Evidence-grounded clinical pharmacogenomics question answering system using large language models and hybrid retrieval augmentation
Loading...
Date
Authors
Arafin, Protiva
Journal Title
Journal ISSN
Volume Title
Publisher
Abstract
Pharmacogenomics (PGx) is very important for personalized medicine since it helps
doctors choose the right drugs and doses based on a person’s genetic makeup. But
the growing amount and complexity of PGx data, as well as the requirement to understand
clinical recommendations, make it harder to make good decisions. This study
puts forward a data-driven clinical decision support framework that combines large language
models (LLMs) with hybrid retrieval-augmented generation (RAG) to enhance
the response to pharmacogenomic questions.
The framework assesses two contemporary LLMs, Meta-LLaMA-3.1-8B-Instruct and
Qwen3-8B, through various configurations, encompassing base models, Low-Rank Adaptation
(LoRA) fine-tuning, and hybrid RAG-based methodologies. The structured pharmacogenomics
data from CPIC and the clinical guideline information from ClinPGx are
combined to make a huge dataset. To make it easier to find and use in models, the
data goes through procedures including merging, cleaning, normalizing, and converting
to JSONL format.A hybrid retrieval approach is aimed to enhance factual grounding
by integrating lexical filtering with semantic similarity through sentence embeddings.
This research use both automatic metrics and manual checks to rate the models on their
correctness, relevance, completeness, and clarity.

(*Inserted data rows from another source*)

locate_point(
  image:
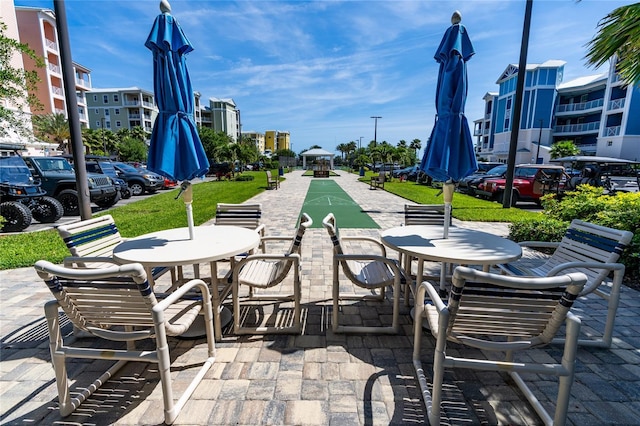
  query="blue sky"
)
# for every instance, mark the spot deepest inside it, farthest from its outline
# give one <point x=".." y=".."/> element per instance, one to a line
<point x="321" y="69"/>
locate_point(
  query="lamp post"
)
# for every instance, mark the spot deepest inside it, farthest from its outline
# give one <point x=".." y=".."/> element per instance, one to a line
<point x="375" y="130"/>
<point x="539" y="141"/>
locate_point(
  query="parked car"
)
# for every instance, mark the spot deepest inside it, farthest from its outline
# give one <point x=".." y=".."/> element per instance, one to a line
<point x="138" y="181"/>
<point x="404" y="173"/>
<point x="469" y="184"/>
<point x="98" y="164"/>
<point x="58" y="179"/>
<point x="613" y="174"/>
<point x="21" y="197"/>
<point x="530" y="182"/>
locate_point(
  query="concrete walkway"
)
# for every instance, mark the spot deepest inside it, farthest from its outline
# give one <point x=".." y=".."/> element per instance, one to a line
<point x="317" y="377"/>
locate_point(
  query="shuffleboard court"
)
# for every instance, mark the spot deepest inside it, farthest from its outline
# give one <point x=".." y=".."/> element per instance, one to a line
<point x="325" y="196"/>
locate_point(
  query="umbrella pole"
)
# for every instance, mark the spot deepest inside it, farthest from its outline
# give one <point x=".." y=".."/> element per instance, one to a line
<point x="447" y="190"/>
<point x="187" y="193"/>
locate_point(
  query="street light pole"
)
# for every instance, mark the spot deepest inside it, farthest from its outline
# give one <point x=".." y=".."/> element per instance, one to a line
<point x="539" y="140"/>
<point x="375" y="130"/>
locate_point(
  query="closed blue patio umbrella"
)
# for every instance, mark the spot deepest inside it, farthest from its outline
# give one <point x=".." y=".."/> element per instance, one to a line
<point x="450" y="156"/>
<point x="176" y="150"/>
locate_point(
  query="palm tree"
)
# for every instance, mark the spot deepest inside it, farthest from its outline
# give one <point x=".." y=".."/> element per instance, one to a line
<point x="618" y="36"/>
<point x="53" y="128"/>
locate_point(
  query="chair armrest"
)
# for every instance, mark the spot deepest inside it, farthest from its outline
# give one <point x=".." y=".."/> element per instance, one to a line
<point x="367" y="239"/>
<point x="77" y="260"/>
<point x="181" y="291"/>
<point x="541" y="244"/>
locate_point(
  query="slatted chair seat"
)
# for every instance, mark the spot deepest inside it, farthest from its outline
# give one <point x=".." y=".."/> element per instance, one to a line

The results reveal that Qwen works
well as a basic model, and that LLaMA gets much better when it is used with RAG
and LoRA, giving answers that are more aware of the context and therapeutically useful.
Fine-tuning alone doesn’t always work, which shows how limited it is to only use
parametric data. The results show that accuracy in clinical settings needs to be backed
up by consistency, relevance, and evidence.
This study demonstrates that employing retrieval methods alongside parameter-efficient
fine-tuning enhances the reliability and utility of LLM-based systems in clinical environments.
The proposed methodology establishes a scalable framework for the development
of trustworthy AI-driven solutions in pharmacogenomics and healthcare decision support.